When discussing Mexican trade it is natural to focus on the dominance of the relationship with the US. In 2011, Mexico’s exports to the US represented 79% of total foreign sales while imports from the US represented 50% of Mexico’s total imports. FDI from the US during 2011 represented 55% of the total amount coming in to Mexico (cf 28% from the EU).
However, Mexico is alive to the opportunities that Asia presents. Mexican exports to Asia significantly outpaced the growth in exports to any other region over the last six years, with a 20.3% average annual growth rate. This report explores Mexico’s existing trade and political relationships with China, Japan, and wider Asia, and looks to how the incoming government may interact with the world’s fastest growing region.
China-Mexico trade relations
Relations between Mexico and China are strong economically. China has been Mexico’s second largest trade partner since 2003, taking over from a position that Japan and Canada traditionally held. In 2011 Mexico became China’s second largest partner, and export market, in Latin America (after Brazil).

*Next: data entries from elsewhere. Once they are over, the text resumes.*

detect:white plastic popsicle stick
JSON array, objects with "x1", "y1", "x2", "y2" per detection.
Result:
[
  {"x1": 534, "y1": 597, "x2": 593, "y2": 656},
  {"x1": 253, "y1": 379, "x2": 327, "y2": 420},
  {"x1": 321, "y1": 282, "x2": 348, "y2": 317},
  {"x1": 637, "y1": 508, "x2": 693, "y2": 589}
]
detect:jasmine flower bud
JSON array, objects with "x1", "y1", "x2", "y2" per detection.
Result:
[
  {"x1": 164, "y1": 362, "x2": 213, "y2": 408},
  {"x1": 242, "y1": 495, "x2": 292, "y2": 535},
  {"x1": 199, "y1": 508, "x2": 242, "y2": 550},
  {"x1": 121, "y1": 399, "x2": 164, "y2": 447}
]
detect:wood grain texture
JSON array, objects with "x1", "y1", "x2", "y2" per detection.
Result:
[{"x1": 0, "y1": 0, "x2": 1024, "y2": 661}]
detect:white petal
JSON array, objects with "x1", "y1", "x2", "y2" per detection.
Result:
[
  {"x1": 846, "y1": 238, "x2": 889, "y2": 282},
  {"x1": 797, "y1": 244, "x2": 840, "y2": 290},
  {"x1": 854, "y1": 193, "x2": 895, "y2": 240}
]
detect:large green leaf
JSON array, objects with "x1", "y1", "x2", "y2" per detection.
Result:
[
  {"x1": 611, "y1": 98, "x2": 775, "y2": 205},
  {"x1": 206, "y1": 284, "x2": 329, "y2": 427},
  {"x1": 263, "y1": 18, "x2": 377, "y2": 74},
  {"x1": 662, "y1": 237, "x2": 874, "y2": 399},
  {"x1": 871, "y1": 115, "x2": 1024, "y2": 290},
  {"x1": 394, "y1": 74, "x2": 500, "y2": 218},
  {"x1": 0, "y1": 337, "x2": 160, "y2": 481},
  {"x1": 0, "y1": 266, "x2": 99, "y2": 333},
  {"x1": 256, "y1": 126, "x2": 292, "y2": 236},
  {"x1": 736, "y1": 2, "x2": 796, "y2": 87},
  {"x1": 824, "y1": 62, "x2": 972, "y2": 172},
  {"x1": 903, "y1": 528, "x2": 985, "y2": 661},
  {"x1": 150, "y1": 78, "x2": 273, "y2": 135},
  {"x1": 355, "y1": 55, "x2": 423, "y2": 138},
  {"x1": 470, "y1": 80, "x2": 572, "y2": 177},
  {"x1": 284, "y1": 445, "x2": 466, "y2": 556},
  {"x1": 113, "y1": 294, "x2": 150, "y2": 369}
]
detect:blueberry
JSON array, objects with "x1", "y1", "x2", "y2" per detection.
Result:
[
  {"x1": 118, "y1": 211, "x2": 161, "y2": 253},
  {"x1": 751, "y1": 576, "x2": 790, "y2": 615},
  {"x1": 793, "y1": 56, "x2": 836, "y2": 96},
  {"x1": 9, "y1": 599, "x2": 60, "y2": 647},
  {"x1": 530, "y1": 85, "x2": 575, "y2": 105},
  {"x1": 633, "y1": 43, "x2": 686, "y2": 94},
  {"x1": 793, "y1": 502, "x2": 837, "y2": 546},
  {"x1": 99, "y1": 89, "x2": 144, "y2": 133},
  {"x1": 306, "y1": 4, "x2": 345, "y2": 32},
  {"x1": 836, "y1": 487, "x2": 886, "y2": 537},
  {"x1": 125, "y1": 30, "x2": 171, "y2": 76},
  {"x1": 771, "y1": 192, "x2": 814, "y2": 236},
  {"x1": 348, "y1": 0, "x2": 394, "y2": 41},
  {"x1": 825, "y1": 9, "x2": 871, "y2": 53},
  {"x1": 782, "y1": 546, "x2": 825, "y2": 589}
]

Between 1995 and 2011 Mexico’s bilateral trade with China grew 10,640%, equating to an increase in value from US$ 542 mn to US$ 58 bn.
However, the trade relationship is far from equal, with Mexico recording a huge trade deficit of US$ 46 bn, mainly due to cheap imports, including clothing and electrical goods and components. Even traditional Mexican religious images, and Mexico’s national drink, tequila, are wholesale produced in China, to the great consternation of Mexican producers (and consumers). Chinese manufacturing investment in Mexico has hitherto been limited. This may be changing. A Chinese company, Chinamex is preparing to open a 5.6 manufacturing and warehouse facility in Cancun by the end of 2012. This site, a product of a $1.58 bn investment, will employ over 5,000 Chinese workers and will be the biggest economic and trading platform to produce and sell wholesale and retail Chinese products in Latin America. The effects of this development are already being felt; local schools are already including Mandarin lessons in their curriculums.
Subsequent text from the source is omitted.